As you already know, we recently launched our new VoIP termination website, and we try to keep it updated, good-looking, fashionable and in good style! With all the hard work, there are times when you make simple link changes to your website and you perform a complete site automation test with tools such as Selenium.

We wanted a way to automate testing for broken links after new version deployments of the site (we are using Capistrano for deployments) so we needed a simple web crawler to automate the tests – wget:

wget --mirror --no-directories --delete-after http://www.example.com 2 > ./examplecom-wgetlog.txt

This will tell wget to mirror an entire site and dump stdout to examplecom-wgetlog.txt.
Once completed, you can then do the following to print out the errors:

cat examplecom-wgetlog.txt | grep -B4 ERROR

This will simply show to you stuff like:

--2012-08-28 12:21:04--  http://www.commpeak.com/robots.txt
Connecting to www.commpeak.com|108.162.194.180|:80... connected.
HTTP request sent, awaiting response... 404 Not Found
2012-08-28 12:21:04 ERROR 404: Not Found.
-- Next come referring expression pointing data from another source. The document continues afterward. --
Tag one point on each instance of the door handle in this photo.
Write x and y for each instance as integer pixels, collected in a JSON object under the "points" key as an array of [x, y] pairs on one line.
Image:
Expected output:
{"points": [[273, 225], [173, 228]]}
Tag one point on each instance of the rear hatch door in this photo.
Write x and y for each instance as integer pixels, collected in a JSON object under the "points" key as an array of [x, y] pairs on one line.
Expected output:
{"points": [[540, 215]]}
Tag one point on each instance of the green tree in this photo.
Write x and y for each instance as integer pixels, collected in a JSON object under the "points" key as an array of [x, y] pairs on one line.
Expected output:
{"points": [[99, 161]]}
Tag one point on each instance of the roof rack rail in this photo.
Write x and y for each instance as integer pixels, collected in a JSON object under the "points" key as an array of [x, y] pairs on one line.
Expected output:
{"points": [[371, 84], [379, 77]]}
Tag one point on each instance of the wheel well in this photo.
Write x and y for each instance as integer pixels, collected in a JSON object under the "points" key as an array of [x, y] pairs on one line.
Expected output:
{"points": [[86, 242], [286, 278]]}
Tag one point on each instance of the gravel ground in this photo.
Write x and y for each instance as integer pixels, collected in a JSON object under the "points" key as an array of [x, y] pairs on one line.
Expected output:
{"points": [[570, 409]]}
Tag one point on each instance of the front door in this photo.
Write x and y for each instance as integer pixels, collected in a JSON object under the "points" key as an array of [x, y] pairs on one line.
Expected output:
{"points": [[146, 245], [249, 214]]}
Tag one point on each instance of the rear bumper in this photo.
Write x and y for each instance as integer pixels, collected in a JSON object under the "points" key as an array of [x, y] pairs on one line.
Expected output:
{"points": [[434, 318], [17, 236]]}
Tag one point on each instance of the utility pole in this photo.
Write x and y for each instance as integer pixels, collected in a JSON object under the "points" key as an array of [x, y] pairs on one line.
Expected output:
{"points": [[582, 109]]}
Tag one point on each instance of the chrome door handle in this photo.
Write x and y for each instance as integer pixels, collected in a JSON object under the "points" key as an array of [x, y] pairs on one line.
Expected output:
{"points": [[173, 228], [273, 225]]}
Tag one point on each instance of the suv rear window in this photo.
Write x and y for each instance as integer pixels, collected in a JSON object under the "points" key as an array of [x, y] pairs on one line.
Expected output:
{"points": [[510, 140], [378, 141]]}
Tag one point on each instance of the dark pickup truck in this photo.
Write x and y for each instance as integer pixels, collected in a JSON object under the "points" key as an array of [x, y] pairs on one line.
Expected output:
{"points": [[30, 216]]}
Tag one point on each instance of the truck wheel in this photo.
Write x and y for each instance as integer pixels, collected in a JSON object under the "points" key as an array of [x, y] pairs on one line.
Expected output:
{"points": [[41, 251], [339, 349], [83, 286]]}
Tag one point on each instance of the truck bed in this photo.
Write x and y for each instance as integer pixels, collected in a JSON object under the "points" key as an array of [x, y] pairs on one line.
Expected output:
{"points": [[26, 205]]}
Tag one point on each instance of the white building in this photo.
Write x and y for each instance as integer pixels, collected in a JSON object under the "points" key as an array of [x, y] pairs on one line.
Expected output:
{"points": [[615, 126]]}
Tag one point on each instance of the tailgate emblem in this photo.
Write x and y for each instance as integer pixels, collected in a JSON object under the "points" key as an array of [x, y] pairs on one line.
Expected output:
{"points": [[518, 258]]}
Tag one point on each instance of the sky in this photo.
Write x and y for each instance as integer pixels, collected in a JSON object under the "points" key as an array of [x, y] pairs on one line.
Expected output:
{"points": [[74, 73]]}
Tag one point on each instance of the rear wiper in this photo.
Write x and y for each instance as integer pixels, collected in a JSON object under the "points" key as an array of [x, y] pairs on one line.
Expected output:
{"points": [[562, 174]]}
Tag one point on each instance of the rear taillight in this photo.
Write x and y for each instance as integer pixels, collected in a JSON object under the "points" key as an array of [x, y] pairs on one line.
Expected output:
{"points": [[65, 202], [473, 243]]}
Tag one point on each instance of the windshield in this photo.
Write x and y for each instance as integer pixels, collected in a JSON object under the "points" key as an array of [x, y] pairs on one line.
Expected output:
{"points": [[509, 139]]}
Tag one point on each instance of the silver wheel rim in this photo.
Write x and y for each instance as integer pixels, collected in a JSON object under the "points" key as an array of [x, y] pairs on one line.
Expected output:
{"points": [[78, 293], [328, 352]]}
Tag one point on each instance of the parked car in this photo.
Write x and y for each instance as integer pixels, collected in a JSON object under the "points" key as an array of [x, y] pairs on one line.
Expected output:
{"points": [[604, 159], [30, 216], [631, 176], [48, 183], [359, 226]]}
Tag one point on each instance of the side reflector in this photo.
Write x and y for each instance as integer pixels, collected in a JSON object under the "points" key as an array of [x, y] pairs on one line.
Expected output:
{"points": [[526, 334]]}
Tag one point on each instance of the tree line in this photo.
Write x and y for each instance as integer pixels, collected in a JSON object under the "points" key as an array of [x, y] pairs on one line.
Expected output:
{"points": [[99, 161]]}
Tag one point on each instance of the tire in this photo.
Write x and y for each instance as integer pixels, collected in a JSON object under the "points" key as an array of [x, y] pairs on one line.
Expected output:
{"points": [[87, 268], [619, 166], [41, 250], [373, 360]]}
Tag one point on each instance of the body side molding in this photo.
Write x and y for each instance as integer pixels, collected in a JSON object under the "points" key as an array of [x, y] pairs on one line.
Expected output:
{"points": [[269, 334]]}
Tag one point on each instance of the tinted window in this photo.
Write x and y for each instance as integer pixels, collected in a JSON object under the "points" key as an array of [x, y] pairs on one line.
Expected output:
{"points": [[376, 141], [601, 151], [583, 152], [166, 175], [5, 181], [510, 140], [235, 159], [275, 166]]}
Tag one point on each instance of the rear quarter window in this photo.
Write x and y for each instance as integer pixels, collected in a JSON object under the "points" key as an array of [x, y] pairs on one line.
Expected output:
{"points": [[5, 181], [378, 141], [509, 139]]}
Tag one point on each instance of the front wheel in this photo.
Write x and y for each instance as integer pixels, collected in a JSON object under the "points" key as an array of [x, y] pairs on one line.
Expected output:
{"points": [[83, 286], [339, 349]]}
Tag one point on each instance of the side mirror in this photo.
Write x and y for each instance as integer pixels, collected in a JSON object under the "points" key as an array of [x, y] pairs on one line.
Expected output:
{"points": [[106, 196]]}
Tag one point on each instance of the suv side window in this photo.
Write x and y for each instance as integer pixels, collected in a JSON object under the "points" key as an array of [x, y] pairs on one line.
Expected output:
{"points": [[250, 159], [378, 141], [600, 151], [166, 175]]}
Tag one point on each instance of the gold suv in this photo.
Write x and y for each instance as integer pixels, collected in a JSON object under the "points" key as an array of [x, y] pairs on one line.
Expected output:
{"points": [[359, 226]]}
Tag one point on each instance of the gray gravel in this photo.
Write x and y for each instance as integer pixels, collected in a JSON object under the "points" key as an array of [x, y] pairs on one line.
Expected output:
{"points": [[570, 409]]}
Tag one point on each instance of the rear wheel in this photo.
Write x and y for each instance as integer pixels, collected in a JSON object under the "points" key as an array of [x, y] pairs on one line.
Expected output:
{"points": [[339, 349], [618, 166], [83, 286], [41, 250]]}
And now, for the fun part, we made a simple cronjob to monitor our modified file timestamp (mtime) and if it changes, we run a script that runs the wget test and if it finds errors (grep returns 0) it will mail us the report so we can fix it immediately.

#
# Simple script to run wget in order to catch 404 and other annoying stuff.
#

MAILTO="[email protected]"

CMDLINE='wget --verbose --mirror --no-directories --delete-after domain.example'
LOGFILE="/tmp/.$RANDOM.wgetlog.txt"

# This tracks the mtime of index.php when last test was last made.
TRACKFILE="/tmp/.domain.lastdeploytest"
FILETOTRACK="/var/www/index.html"

# We wanna make sure nobody but us can mess with this file.
umask 077
if [ ! -e "$TRACKFILE" ]; then
 /usr/bin/env touch $TRACKFILE
 /usr/bin/env chmod 600 $TRACKFILE
 /usr/bin/env expr `/usr/bin/env stat -c %Y $FILETOTRACK` - 100 >$TRACKFILE
fi

TRACKDATA=`cat $TRACKFILE`
if [ `/usr/bin/env stat -c %Y $FILETOTRACK` = $TRACKDATA ]; then
 # Our track data matches the timestamp of deployed file, no need to run test again.
 echo "$TRACKFILE timestamp matches $FILETOTRACK, no work is necessary."
 exit -1
fi

/usr/bin/env rm -f $LOGFILE
if [ $? != "0" ]; then
 /usr/bin/env echo "Fatal: unable to delete $LOGFILE"
 exit 1
fi

/usr/bin/env touch $LOGFILE
/usr/bin/env chmod 600 $LOGFILE
/usr/bin/env echo Running: $CMDLINE
/usr/bin/env $CMDLINE 2> $LOGFILE
/usr/bin/env cat $LOGFILE | /usr/bin/env grep -B3 "ERROR"

if [ $? = "0" ]; then
 # Wget found errors
 TMPFILE="/tmp/.$RANDOM$RANDOM$RANDOM"
 /usr/bin/env touch $TMPFILE
 /usr/bin/env chmod 600 $TMPFILE
 /usr/bin/env echo "Found errors using wget broken links check:" > $TMPFILE
 /usr/bin/env cat $LOGFILE | /usr/bin/env grep -B3 "ERROR" >> $TMPFILE
 /usr/bin/env echo "" >> $TMPFILE
 /usr/bin/env echo "" >> $TMPFILE
 /usr/bin/env cat $LOGFILE >> $TMPFILE
 /usr/bin/env cat $TMPFILE | mail -s "wget error log" "$MAILTO"
 /usr/bin/env rm -f $LOGFILE
 /usr/bin/env rm -f $TMPFILE
 /usr/bin/env stat -c %Y $FILETOTRACK > $TRACKFILE
 exit 1
else
 # Wget found no errors, exit successfully
 /usr/bin/env rm -f $LOGFILE
 /usr/bin/env stat -c %Y $FILETOTRACK > $TRACKFILE
 exit 0
fi

There are many more fancy and perhaps efficient ways of accomplishing this task, but the way we maintain the CommPeak website, it is a suitable way to handle this particular scenario.